(3) Le Flux...... (Fin)
Seulement un peu d’eau.
Le moment où l’univers reflue.
L’eau suce à nouveau la terre.
La terre aspire.
J’aspire
Comme un trop plein de vide.
Jusqu’à l’écœurement.
Tout d’abord il y un bruit imperceptible. Un peu de mousse qui se forme. Quelques bulles, un peu comme de la bave qui viendrait blanchir le sable. A nouveau. Quelque chose à nouveau s’accroche.
Entêtement fatal.
Avant le mouvement il y a l’intention du mouvement. Un désir, un rien. L’écume baveuse qui vient mouiller un peu plus loin le sable. On pourrait croire que cette mouillure tente de surgir du sable. Une mouillure de l’intérieur du sable.
Avant le mouvement il y a cette impression de suintement de l’intérieur.
La respiration vient après.
Du silence sort un souffle.
Il est diffus. Il est là : lent, profond, inévitable.
Inévitable.
C’est vraiment un souffle. Une respiration vivante.
L’infini qui respire.
Un trouble. Une ivresse.
Sensation troublante, comme est troublante l’apparition de cette mouillure venue de l’intérieur. Quelque chose de vivant. Trop vivant.
Cette respiration, cette succion, cette bave.
Rien n’est coordonné. Je ne perçois ces éléments que séparément. Pas d’unité.
Il n’y a pas d’unité.
Au début il n’y a jamais d’unité.
Que ce souffle. A l’intérieur. Plus d’eau. Seulement le souffle. La mémoire de l’eau qui berce.
Quand la mère se retire.
Quand la mère se retire il y a l’effroi. L’abandon à l’effroi. Bercé dans l’effroi. Je crie.
Rien que du cri. Pas les mêmes cris. D’autres.
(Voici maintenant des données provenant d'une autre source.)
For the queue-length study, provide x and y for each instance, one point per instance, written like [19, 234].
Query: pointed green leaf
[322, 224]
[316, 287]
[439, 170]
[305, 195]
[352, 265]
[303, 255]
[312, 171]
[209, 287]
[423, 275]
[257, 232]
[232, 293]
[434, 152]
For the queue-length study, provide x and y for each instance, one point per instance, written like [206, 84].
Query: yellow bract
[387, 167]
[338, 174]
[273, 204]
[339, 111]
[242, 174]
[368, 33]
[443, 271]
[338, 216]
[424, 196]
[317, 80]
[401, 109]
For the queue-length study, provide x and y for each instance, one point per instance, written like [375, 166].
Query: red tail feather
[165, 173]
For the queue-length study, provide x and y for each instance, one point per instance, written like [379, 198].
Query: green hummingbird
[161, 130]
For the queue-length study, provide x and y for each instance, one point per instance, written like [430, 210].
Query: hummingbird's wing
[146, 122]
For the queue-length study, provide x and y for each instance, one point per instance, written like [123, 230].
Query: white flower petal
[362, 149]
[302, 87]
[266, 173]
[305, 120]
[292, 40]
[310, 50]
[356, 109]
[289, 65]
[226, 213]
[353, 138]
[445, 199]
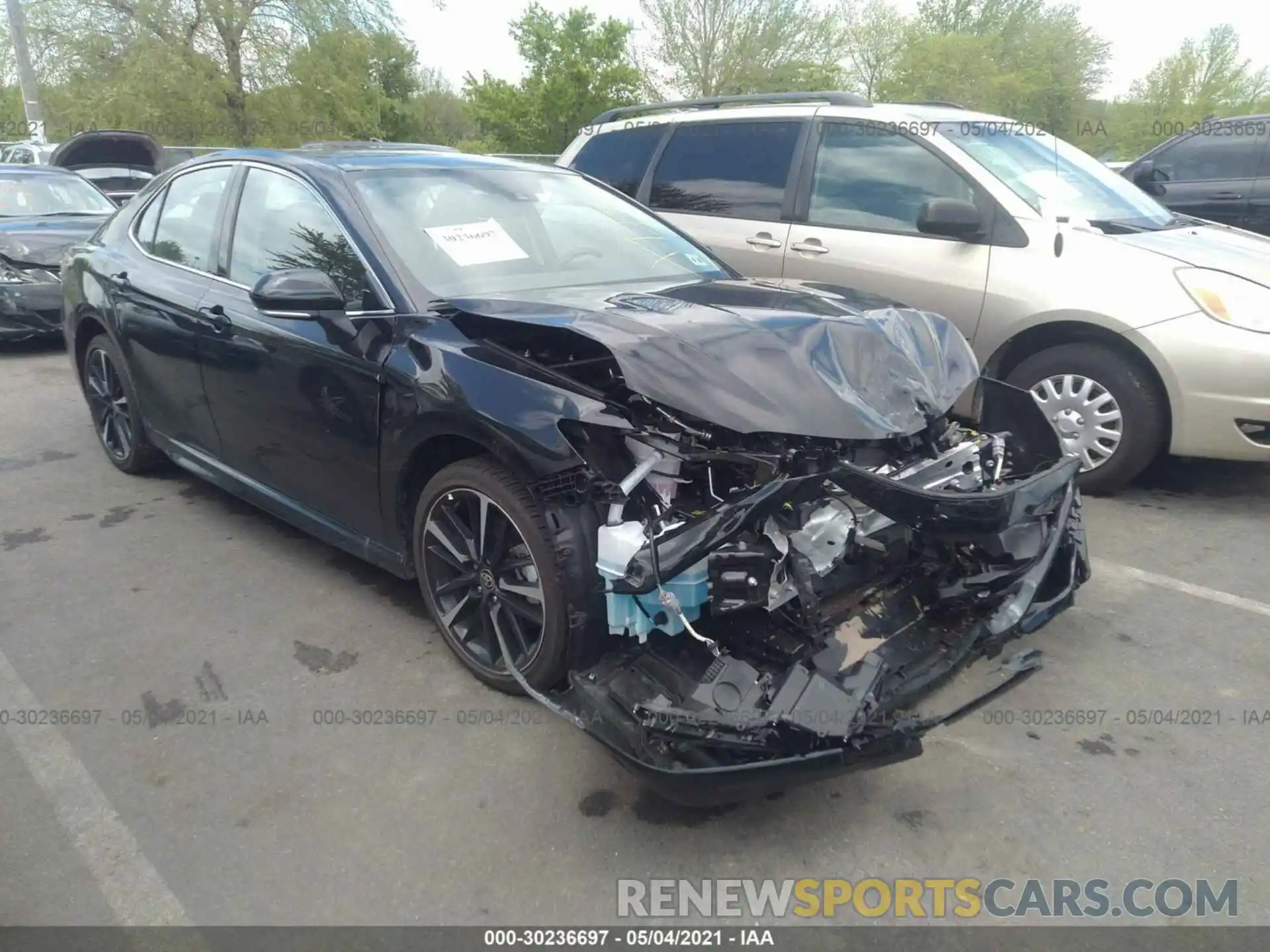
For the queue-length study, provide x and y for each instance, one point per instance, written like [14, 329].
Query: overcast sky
[472, 34]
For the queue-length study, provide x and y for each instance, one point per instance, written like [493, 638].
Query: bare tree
[716, 48]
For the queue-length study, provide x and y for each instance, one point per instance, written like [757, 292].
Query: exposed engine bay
[778, 604]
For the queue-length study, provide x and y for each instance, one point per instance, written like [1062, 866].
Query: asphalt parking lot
[164, 600]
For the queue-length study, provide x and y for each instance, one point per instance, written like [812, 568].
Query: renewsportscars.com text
[931, 898]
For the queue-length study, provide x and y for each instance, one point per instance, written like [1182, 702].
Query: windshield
[1057, 178]
[470, 231]
[51, 194]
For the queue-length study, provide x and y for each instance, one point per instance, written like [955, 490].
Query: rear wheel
[1104, 407]
[487, 567]
[113, 408]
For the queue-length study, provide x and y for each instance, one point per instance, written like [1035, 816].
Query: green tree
[874, 33]
[1014, 58]
[577, 69]
[720, 48]
[245, 42]
[355, 85]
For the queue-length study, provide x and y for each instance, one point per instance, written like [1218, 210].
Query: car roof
[367, 159]
[874, 112]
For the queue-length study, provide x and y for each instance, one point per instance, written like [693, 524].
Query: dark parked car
[1217, 171]
[675, 506]
[44, 212]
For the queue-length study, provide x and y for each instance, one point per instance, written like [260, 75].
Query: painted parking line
[1167, 582]
[130, 884]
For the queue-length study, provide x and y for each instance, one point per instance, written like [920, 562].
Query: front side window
[1057, 178]
[1212, 154]
[282, 225]
[187, 222]
[732, 169]
[478, 230]
[878, 180]
[620, 158]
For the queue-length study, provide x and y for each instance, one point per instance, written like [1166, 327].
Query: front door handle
[763, 239]
[810, 245]
[216, 317]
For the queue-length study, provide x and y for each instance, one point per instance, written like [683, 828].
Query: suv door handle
[812, 245]
[763, 239]
[216, 317]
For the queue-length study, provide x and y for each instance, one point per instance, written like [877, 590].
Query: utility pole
[26, 74]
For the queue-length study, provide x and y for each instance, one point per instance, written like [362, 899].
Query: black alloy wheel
[482, 574]
[108, 403]
[112, 404]
[488, 568]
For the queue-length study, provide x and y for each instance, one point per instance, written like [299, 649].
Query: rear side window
[733, 169]
[189, 219]
[1227, 151]
[620, 158]
[145, 230]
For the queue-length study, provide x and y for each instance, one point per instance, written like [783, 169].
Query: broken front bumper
[693, 733]
[31, 310]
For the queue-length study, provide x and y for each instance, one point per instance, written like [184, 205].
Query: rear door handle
[216, 317]
[763, 240]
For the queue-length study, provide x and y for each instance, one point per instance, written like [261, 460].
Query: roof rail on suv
[375, 143]
[746, 99]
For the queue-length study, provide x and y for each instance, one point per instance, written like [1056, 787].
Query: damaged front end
[785, 607]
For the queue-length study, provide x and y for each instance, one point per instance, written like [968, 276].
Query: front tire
[1105, 408]
[484, 559]
[116, 414]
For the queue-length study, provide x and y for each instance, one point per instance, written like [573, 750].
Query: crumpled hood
[1218, 247]
[42, 241]
[759, 358]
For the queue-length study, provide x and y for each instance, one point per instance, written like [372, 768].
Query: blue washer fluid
[625, 617]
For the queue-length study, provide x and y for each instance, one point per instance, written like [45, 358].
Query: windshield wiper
[1118, 227]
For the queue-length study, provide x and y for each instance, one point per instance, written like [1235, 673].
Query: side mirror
[951, 218]
[300, 294]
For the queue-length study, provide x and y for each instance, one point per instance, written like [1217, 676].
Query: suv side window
[280, 225]
[732, 169]
[620, 158]
[875, 179]
[187, 222]
[1227, 151]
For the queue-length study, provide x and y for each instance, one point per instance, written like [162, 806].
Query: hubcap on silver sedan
[1085, 414]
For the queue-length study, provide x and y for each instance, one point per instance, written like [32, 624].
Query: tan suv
[1136, 329]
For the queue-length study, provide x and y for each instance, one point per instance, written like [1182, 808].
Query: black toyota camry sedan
[733, 530]
[44, 211]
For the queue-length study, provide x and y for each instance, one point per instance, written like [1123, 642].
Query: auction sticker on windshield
[476, 243]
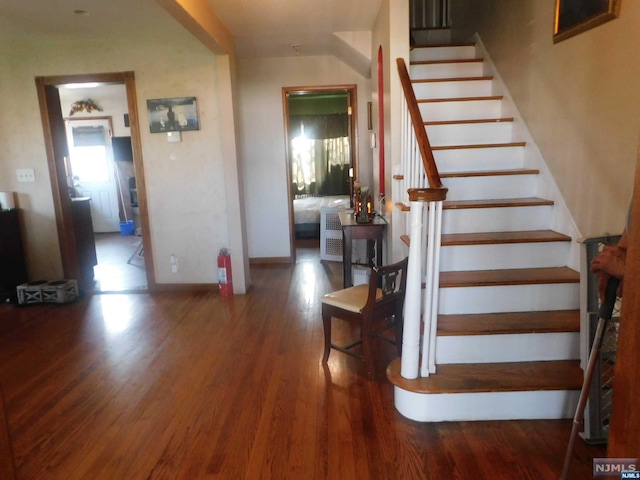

J’en ai plein la gueule. Ils me submergent, m’envahissent.
Maintenant la mer est à l’intérieur. La mère. Je crois. Son mouvement. Tout remue à l’intérieur avec cette respiration. Une vague moussue m’enveloppe, mais en dedans. Elle clapote insignifiante et têtue.
C’est quoi le néant ? La mère peut-être ? Sans doute. L’extase des ténèbres. La mère c’est toujours l’extase des ténèbres. Elle est là dedans. A jamais. Fascinante comme la mort, ou quelque chose qui y ressemble. La seule chose vivante ici c’est la mort.
Elle monte à l’intérieur comme une marée naissante. Le flux de la mort. Le reflux de la mère.
Maintenant la mer est là, qui monte comme une désespérante envie. Inexorable attraction du désir. Douloureux dans la chair. Plus profond encore que la chair. Dans le ventre. J’ai un océan dans le ventre. Un océan de désir douloureux dans le ventre. Quelque chose qui grossi, qui déferle. Vague après vague. Toujours plus haut. Plus fort. Impitoyable avalanche de la mer qui monte du plus profond du ventre.
Tout s’agite. Maintenant. L’univers bouillonne. Plus bas que le ventre, à l’endroit ultime d’où la marée remonte. Le seul endroit. Le lieu. D’où se dressent les vagues. Le trou obscur de l’univers.
J’entends les bruits de la mère. La mer s’arque boute sur un désir convulsif pour enrouler ses vagues toujours plus loin dans le ventre, vers une plage inaccessible.
Inaccessible. Voilà, c’est tout. Inaccessible. Le reste, tout le reste est un perpétuel recommencement.
La seule réalité se sont ces marées inutiles dans un univers inutile.
Il y a quelque chose de vain dans les marées. Pendant un instant, pendant que la nature pousse on se prend à espérer. Puis elle reflue. Se recroqueville.
Les marées n’accouchent de rien. La mer n’accouche de rien. La mère aussi.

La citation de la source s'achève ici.